By PHILIP CHANDLER
A seven-metre-deep digital billboard proposed for the side of Queenstown’s Crowne Plaza hotel has some locals seeing red.
The 34 square metre billboard would display advertising messages aimed at pedestrians and motorists headed westwards along Shotover Street.
Running 24/7, the messages would change at least every 60 seconds, but not feature flashing images or animation.
The billboard displaces an 11sqm ‘Crowne Plaza Queenstown’ sign that’d be relocated above it.
Among opponents are three long-time locals.
Former councillor Erna Spijkerbosch says ‘‘over the years, various councils, councillors and the community have worked very hard to keep our signage bylaws fairly tight’’.
‘‘We don’t need to turn [the area] into Times Square or something — it’s the thin edge of the wedge.’’
Anne Henley calls the billboard ‘‘a monstrosity’’.
‘‘It’s dangerous, too, because people driving down there, their eyes are going to be reading it.’’
Submitter Bert Chandler, who also calls it a ‘‘monstrosity’’, says what’s not needed on ‘‘an extremely busy’’ street is ‘‘half a building face like a drive-in movie to take people’s minds off the situation they are in’’.
He notes every other business ‘‘up to this point’’ has had to obey rules on signage size.
Dean Shaw, director of the company behind the billboard, Bigavision Ltd, says ‘‘we identified it as a good spot in that it is a large building so the size of it isn’t out of context’’.
In terms of distraction, ‘‘we’ve commissioned dozens of reports to ensure we aren’t creating a distraction, and there are mitigating controls put in place that make sure we are abiding by what is industry standard, and that traffic experts deem is safe’’.
‘‘Since 2012, digital signs have been popping up all over New Zealand, and they have become commonplace to motorists.’’
Shaw says there’s also technology in the screen that senses ambient brightness and adjusts it accordingly.
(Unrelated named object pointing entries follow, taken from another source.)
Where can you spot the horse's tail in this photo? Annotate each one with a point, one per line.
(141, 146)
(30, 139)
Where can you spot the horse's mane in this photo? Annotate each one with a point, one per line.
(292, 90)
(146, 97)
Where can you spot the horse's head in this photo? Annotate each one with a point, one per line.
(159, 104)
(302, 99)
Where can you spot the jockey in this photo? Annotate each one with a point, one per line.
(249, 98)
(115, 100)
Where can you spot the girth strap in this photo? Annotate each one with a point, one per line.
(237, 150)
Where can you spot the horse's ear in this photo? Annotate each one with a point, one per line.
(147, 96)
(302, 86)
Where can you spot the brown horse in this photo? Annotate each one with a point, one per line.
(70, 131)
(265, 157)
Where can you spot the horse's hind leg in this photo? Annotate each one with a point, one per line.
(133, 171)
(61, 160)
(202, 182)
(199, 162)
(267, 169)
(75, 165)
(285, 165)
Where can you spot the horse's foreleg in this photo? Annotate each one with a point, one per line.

‘‘In probably 95% of cases, the digital screen has less glare and is less bright than a static sign with floodlights on it.’’
His company also offers space for non-profits, he says.
‘‘I would disagree it’s a monstrosity, in fact in most of these cities and towns where we build these, they’re actually beneficial.
‘‘They are generally used to promote a lot of events — if anything, it should help the economy.’’
Submissions to Queenstown’s council close April 1.